An annual risk assessment is performed by the Internal Audit to develop its annual audit plan. Risk assessment is performed because it is not practical, possible, or economical to audit all agency programs, operations, activities, and functions. Available audit resources are spent in areas that represent the greatest risk.
The annual risk assessment includes gathering information from the Commissioner and THECB executive management team to ensure development of an audit plan that best and most effectively addresses issues of control, risk management, and governance for the agency.
Annual Audit Plan
Internal Audit develops the annual audit plan based on the results of the THECB annual risk assessment. Internal audit reviews the results of the risk assessment and develops a list of potential audit projects to address the highest risk areas noted on the risk assessment.

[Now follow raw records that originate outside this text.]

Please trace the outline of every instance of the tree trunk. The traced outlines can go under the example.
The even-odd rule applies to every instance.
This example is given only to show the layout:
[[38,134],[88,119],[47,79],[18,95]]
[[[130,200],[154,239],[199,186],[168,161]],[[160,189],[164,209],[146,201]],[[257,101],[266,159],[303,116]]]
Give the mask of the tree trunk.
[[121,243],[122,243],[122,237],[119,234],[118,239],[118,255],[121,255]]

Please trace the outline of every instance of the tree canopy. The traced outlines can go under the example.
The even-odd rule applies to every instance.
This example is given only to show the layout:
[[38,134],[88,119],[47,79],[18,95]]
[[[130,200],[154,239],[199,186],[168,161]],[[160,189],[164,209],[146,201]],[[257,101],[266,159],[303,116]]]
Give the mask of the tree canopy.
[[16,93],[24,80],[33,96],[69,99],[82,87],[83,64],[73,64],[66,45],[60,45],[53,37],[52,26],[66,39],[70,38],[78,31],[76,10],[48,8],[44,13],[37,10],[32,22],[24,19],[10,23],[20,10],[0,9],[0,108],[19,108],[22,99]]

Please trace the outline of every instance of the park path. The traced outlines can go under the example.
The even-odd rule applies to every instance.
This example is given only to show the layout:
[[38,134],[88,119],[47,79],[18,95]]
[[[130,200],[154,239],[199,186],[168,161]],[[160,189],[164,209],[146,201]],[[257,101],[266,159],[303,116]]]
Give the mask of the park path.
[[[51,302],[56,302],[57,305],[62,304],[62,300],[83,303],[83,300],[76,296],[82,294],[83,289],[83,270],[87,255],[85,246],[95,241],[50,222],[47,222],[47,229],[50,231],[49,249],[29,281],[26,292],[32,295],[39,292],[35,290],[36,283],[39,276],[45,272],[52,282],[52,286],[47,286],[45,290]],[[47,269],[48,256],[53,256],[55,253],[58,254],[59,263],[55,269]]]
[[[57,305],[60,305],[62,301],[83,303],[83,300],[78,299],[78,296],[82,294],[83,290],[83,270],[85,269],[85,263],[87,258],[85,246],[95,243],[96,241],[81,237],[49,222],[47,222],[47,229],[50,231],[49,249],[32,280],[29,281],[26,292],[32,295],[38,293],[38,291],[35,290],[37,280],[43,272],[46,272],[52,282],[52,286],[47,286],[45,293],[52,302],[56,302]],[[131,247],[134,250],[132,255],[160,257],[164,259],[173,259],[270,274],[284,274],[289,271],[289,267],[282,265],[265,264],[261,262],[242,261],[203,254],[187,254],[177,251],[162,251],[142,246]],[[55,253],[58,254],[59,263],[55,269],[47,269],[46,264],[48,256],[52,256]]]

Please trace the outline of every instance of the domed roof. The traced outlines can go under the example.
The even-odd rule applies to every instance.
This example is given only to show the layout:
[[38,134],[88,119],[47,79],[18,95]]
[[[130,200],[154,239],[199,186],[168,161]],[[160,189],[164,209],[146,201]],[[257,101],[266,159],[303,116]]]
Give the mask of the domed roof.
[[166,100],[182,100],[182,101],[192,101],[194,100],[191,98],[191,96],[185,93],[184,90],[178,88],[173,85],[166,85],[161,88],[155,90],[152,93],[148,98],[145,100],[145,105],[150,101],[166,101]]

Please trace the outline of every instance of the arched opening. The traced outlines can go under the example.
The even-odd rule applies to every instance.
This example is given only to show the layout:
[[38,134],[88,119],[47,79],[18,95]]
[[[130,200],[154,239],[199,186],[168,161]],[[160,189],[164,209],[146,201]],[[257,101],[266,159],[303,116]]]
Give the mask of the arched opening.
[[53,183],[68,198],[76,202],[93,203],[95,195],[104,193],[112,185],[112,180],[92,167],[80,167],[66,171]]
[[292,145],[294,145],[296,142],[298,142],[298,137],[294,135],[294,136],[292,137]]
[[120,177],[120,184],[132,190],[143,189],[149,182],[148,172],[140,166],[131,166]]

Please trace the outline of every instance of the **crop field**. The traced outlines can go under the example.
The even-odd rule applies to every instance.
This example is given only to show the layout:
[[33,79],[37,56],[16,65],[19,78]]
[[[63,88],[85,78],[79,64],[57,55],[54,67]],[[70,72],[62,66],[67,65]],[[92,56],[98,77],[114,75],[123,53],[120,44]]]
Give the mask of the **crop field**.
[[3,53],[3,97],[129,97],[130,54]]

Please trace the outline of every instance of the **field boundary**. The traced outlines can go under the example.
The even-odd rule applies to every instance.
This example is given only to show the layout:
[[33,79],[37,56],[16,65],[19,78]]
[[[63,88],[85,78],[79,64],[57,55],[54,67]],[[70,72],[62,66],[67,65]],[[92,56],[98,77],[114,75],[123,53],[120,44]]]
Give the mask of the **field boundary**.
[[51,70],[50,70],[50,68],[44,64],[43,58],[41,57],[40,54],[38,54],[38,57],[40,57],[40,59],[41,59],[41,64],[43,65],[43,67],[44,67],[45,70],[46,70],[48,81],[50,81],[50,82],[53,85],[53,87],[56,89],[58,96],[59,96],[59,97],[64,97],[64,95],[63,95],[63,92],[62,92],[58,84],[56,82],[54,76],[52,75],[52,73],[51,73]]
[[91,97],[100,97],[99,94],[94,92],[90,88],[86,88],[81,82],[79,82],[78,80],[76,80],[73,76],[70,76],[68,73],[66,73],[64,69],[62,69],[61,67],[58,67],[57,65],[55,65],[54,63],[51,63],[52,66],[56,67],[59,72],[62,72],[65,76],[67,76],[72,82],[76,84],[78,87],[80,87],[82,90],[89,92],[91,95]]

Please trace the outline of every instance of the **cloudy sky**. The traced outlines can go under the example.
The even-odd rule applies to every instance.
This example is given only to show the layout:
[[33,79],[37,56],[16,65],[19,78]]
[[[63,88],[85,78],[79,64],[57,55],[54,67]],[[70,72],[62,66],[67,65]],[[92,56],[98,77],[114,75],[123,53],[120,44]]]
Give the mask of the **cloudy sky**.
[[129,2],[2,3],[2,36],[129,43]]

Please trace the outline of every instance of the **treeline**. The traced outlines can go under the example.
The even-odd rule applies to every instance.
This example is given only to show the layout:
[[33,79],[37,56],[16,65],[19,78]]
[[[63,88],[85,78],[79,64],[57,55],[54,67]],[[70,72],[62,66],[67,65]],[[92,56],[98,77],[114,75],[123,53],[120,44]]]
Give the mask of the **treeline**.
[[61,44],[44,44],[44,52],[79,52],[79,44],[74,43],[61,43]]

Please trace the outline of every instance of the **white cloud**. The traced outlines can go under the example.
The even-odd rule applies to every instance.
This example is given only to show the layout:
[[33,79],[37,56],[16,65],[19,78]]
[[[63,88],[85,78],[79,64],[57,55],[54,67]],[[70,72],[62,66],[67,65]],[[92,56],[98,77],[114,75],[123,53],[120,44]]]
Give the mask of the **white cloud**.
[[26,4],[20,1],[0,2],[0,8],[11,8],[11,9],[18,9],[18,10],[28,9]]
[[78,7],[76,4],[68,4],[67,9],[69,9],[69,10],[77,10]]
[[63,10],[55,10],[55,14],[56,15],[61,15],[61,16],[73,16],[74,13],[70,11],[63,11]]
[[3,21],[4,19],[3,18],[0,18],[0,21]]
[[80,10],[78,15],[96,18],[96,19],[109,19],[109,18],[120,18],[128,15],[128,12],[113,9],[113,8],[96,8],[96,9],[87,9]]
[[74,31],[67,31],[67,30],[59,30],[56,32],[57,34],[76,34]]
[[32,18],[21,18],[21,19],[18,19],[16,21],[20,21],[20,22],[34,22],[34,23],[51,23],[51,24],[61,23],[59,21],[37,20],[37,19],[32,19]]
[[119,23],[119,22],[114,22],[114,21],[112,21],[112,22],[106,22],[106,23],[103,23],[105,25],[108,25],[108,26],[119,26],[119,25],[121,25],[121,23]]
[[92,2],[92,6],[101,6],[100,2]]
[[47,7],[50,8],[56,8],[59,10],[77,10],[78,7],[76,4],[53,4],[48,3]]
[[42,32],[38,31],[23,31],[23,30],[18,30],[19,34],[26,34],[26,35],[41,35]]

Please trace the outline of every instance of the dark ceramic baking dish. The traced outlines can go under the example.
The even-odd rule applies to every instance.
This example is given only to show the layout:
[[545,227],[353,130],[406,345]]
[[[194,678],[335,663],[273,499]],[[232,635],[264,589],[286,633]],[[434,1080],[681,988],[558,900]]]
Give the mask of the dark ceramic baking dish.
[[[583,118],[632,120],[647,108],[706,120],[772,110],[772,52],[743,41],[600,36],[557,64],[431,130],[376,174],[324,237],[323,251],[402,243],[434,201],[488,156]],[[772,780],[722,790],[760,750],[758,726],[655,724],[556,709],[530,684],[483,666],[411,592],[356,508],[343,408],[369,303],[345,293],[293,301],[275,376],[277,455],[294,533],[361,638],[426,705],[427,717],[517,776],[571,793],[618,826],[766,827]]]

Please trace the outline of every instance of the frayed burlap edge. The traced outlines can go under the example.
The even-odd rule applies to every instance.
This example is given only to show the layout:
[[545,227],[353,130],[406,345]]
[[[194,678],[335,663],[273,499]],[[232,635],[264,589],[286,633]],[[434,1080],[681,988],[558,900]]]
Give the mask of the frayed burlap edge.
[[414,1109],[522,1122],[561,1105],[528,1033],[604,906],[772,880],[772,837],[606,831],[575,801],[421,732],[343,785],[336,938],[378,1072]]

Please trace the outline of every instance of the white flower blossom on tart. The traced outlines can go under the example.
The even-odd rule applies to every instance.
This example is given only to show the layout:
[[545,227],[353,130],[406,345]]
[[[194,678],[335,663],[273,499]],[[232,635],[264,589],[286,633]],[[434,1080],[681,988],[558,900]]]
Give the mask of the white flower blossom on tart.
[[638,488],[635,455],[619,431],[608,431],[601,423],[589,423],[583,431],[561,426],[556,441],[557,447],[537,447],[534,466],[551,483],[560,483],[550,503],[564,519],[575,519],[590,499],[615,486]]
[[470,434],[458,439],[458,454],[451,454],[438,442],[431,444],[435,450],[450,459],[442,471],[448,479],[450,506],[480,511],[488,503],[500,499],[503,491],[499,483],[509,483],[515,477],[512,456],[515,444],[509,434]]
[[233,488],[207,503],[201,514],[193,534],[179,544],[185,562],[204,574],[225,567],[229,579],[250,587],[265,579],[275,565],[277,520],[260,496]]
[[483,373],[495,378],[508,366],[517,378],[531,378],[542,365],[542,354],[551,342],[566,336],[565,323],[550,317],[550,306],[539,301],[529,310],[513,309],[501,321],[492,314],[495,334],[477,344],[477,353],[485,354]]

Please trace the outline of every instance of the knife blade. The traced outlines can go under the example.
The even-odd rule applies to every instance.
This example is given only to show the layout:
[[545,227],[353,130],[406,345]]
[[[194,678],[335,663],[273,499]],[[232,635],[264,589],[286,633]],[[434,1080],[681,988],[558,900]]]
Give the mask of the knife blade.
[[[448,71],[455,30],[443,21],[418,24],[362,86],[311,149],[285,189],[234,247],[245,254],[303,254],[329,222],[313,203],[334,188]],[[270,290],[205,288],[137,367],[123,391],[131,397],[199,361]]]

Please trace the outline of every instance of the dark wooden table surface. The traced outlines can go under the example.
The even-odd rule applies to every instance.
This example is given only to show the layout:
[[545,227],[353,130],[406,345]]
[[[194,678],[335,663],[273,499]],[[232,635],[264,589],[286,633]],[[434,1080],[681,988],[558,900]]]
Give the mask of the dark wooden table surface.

Proper planning of audits helps ensure that major business risks are adequately considered and addressed during the audit, including those identified during the Annual Risk Assessment. Planning requires thorough definition of objectives and how they can be attained while establishing a balance between the audit scope and objectives, time frame, and staff availability to ensure optimum use of internal audit resources.
Audit objectivities are broad statements that define the intended audit accomplishments.Audit procedures are the work methods used to attain audit objectives.Together, audit objectives and audit procedures define the scope of work to be performed. The primary objectives of internal auditing are to ensure:
•The reliability and integrity of information
•Compliance with policies, plans, procedures, laws and regulations
•The safeguarding of assets
•The economical and efficient use of resources
•The accomplishment of established objectives and goals for operations or programs
Fieldwork is a systematic process of gathering evidence about the project area or activity under review, then objectively assessing to determine if established criteria and/or good business practices are being followed. The results obtained during fieldwork are communicated to management in the audit report. A field work program is developed based on the results in planning phase.
The report is the official document by which management is apprised of audit results.Information contained in a report is often the basis of management decisions; therefore, it is imperative that issues are presented with the highest degree of accuracy. Once released, audit reports become public documents. Final report is issued electronically to the client first and then to the AOC chair, Board Chair, and Board Vice Chair before presenting to the AOC meeting. Once presented in the AOC meeting, the report is electronically sent to the oversight bodies within 30 days of the AOC meeting.